Paul Simon has stated in numerous interviews that he wrote Red Rubber Ball whilst in England and did so just to get a £100 advance from the Seekers. The Cyrkle’s version, which features an electric organ played by Earl Pickens, was the first production by John Simon who later went on to work with The Band. What set it apart from other tracks of the era was that it was recorded in stereo with lead, bass guitar and percussion on the right track and acoustic guitar and electric organ on left. The vocals were on both.
The Cyrkle had one other top 20 US hit, Turn Down Day, but following the death of Brian Epstein the band broke up with Dannemann and Dawes becoming successful jingle writers. Dawes’ most famous TV advert was for the ‘plop plop fizz fizz’ jingle for Alka-Seltzer. Dannemann’s most popular material was for Continental Airlines and Swanson Foods, eventually writing the original 7Up – Uncola ads which featured Geoffrey Holder.
The song, which not only famously featured on Leonard Cohen’s jukebox, has been covered by Del Shannon, Mel Torme, Cliff Richard, Cilla Black and Neil Diamond.

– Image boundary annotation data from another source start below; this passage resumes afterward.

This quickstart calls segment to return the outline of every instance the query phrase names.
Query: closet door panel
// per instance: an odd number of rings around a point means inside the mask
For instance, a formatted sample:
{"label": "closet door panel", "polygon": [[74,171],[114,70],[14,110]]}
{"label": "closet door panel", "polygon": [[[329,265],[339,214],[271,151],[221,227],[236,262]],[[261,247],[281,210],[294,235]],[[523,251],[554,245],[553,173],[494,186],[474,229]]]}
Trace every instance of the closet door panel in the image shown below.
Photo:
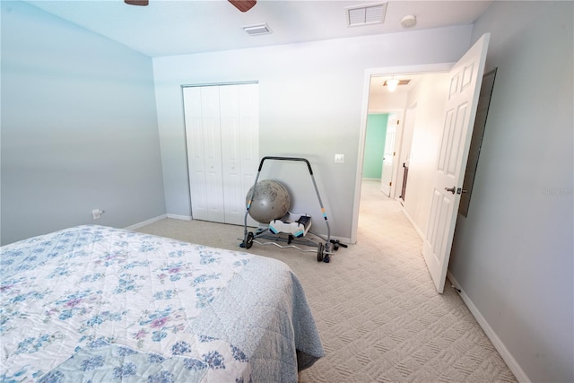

In the mid-eighties Sundazed records acquired the license from Columbia to re-issue The Cyrkle’s back catalogue, “They sent me what they were putting out and they wanted comments from Tommy and I and our drummer, Marty Fried,” recalled Dannemann. “Now understand, after the band broke up I got involved in advertising and had a nice career doing commercials and things. I had a production company. So I had really left that part behind. Anyway, I was on a plane and had nothing to do, so I pulled out my Walkman and listened to the cassette. When Red Rubber Ball came on and as soon as I heard the first two seconds, it was like ‘Wow! There’s magic in that. That really was a special hit.’ I had just never thought about it like that. My conclusion is, you can take the best producers, the best musicians, the best writers, and the best artists and bring them all together and you might make a good record. But you can’t guarantee the magic. It may or may not happen.”